GOP leaders have introduced budgets in both chambers that would reduce by one-third the state’s budget for its 56,000 nursing home residents on Medicaid. Two-year spending would sink to $2.8 billion, from $4.2 billion.
“We are not crying wolf. Pieces of the sky are falling,” said Tim Graves, head of the Texas Health Care Association, a trade group that represents 500 nursing homes, most of them for-profit operations. He said the cuts would jeopardize about half of the state’s 1,100 nursing homes: those with 70 percent or more of patients on the Medicaid rolls.

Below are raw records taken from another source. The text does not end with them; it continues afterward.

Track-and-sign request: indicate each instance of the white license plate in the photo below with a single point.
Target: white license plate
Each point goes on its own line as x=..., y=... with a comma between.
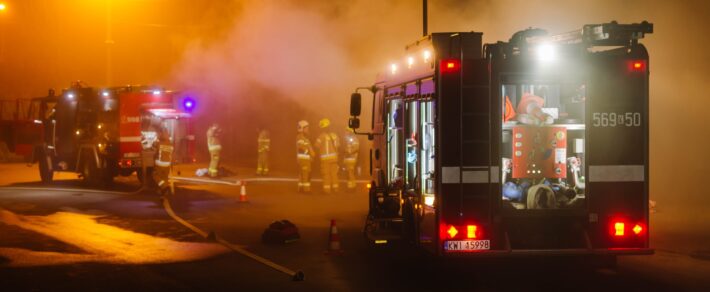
x=464, y=245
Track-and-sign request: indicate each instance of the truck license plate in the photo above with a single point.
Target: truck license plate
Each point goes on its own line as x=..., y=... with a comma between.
x=464, y=245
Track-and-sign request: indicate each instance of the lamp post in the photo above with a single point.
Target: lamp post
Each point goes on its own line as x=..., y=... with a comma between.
x=109, y=43
x=3, y=8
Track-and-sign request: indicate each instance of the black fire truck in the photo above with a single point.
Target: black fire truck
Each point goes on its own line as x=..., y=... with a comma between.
x=535, y=146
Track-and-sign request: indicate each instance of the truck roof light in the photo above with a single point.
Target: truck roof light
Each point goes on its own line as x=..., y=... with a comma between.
x=450, y=65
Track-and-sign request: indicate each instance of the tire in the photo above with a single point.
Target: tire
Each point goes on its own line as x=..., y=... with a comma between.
x=90, y=171
x=409, y=227
x=149, y=176
x=45, y=171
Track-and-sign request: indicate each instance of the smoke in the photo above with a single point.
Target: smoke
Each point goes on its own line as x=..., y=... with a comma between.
x=281, y=61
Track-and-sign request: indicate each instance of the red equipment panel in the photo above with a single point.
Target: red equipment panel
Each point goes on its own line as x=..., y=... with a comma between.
x=539, y=152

In 2009, the elderly and disabled made up only 30 percent of the enrollment in Texas Medicaid, a state-federal health program for the poor. But they consumed nearly 60 percent of the $24.5 billion spent that year.
Some advocates say Texas spends too much on institutional care of enfeebled Medicaid recipients, and should do more to keep them at home. Graves responded that Texas’ Medicaid payment levels for skilled nursing homes rank 49th in the nation.
He said 551 Texas nursing homes, 85 of them in Dallas and surrounding counties, are at serious risk. That’s because Medicaid covers 70 percent or more of their residents, he said.
Graves said the cuts could trigger a wave of bankruptcies and closures, especially combined with coming cuts in Medicare to help pay for the federal health care overhaul.
Mike Gavin, president of Plano-based Preferred Care Partners Management Group, which owns nine North Texas nursing homes and 26 others across the state, agreed the outlook is scary for the industry.
Currently, Texas Medicaid pays the company about $130 per patient per day, he said. Under the leaders’ budget, that would drop to $88.
Gavin said Preferred Care would have to lay off nurses and assistants, especially at its two Dallas County homes, DeSoto Nursing and Rehabilitation and Lancaster Nursing and Rehabilitation. At each, 80 percent of patients are on Medicaid.
Layoffs jeopardize the quality of care, which Gavin said can set off “a death spiral” of citations from the state, damage to a home’s reputation and relatives’ removing their loved ones.